If you need to trigger requests based on user interation with your site, the best way is to use some kind of queuing system(eg MSMQ) that your service monitors.
I'm having some trouble getting my cache to work the way I want.
The problem:
The process of retrieving the requested data is very time consuming. If using standard ASP.NET caching some users will take the "hit" of retrieving the data. This is not acceptable.
The solution?:
It is not super important that the data is 100% current. I would like to serve old invalidated data while updating the cached data in another thread making the new data available for future requests. I reckon that the data needs to be persisted in some way in order to be able to serve the first user after application restart without that user taking the "hit".
I've made a solution which does somewhat of the above, but I'm wondering if there is a "best practice" way or of there is a caching framework out there already supporting this behaviour?
There are tools that do this, for example Microsofts ISA Server (may be a bit expensive / overkill).
You can cache it in memory using Enterprise Libary Caching. Let your users read from Cache, and have other pages that update the Cache, these other pages should be called as regularly as you need to keep the data upto date.
You could listen when the Cached Item is Removed and Process then,
public void RemovedCallback(String k, Object v, CacheItemRemovedReason r)
{
// Put Item Back IN Cache, ( so others can use it until u have finished grabbing the new data)
// Spawn Thread to Go Get Up To Date Data
// Over right Old data with new return...
}
in global asax
protected void Application_Start(object sender, EventArgs e)
{
// Spawn worker thread to pre-load critical data
}
Ohh...I have no idea if this is best practice, i just thought it would be slick~
Good Luck~
I created my own solution with a Dictionary/Hashtable in memory as a duplicate of the actual cache. When a method call came in requesting the object from cache and it wasn't there but was present in memory, the memory stored object was returned and fired a new thread to update the object in both memory and the cache using a delegate method.

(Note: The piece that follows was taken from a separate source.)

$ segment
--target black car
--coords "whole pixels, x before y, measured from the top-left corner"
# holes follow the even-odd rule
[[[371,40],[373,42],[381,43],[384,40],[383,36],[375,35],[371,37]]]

You can do this pretty easily with the Cache and Timer classes built into .NET. The Timer runs on a separate thread.
And I actually wrote a very small wrapper library called WebCacheHelper which exposes this functionality in an overloaded constructor. The library also serves as a strongly typed wrapper around the Cache object.

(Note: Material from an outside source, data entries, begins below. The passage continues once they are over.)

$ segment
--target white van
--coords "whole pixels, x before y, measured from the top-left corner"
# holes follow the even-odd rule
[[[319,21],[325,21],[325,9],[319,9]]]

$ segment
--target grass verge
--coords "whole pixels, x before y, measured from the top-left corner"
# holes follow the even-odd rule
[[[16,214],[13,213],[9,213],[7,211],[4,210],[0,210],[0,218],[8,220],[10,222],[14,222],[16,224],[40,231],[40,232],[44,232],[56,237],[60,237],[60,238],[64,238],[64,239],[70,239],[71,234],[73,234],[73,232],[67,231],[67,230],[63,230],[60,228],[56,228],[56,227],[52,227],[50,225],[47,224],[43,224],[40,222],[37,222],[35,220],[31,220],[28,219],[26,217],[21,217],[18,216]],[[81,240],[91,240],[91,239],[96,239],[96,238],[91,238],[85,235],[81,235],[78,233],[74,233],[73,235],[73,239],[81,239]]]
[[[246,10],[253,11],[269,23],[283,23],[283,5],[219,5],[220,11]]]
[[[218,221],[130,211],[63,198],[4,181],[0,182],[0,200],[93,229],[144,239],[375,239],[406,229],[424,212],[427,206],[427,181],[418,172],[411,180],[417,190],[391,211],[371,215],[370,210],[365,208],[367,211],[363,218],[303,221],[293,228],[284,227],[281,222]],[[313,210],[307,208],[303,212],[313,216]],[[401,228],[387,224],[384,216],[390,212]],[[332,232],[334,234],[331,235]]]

Here's an example of how you could do this...
public readonly static WebCacheHelper.Cache<int> RegisteredUsersCount =
new WebCacheHelper.Cache<int>(new TimeSpan(0, 5, 0), () => GetRegisteredUsersCount());
This has a lazy loading aspect to it where GetRegisteredUsersCount() will be executed on the calling thread the instant that RegisteredUsersCount is first accessed. However, after that it's executed every 5 minutes on a background thread. This means that the only user who will be penalized with a slow wait time will be the very first user.
Then getting the value is as simple as referencing RegisteredUsersCount.Value.

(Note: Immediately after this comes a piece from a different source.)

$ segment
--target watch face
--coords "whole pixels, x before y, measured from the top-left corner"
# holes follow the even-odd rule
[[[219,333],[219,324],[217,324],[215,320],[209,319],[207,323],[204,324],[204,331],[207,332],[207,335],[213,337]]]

Yeah you could just cache the most frequently accessed data when your app starts but that still means the first user to trigger that would "take the hit" as you say (assuming inproc cache of course).
What I do in this situation is using a CacheTable in db to cache the latest data, and running a background job (with a windows service. in a shared environment you can use threads also) that refreshes the data on the table.
There is a very little posibility to show user a blank screen. I eliminate this by also caching via asp.net cache for 1 minute.
Don't know if it's a bad design, but it's working great without a problem on a highly used web site.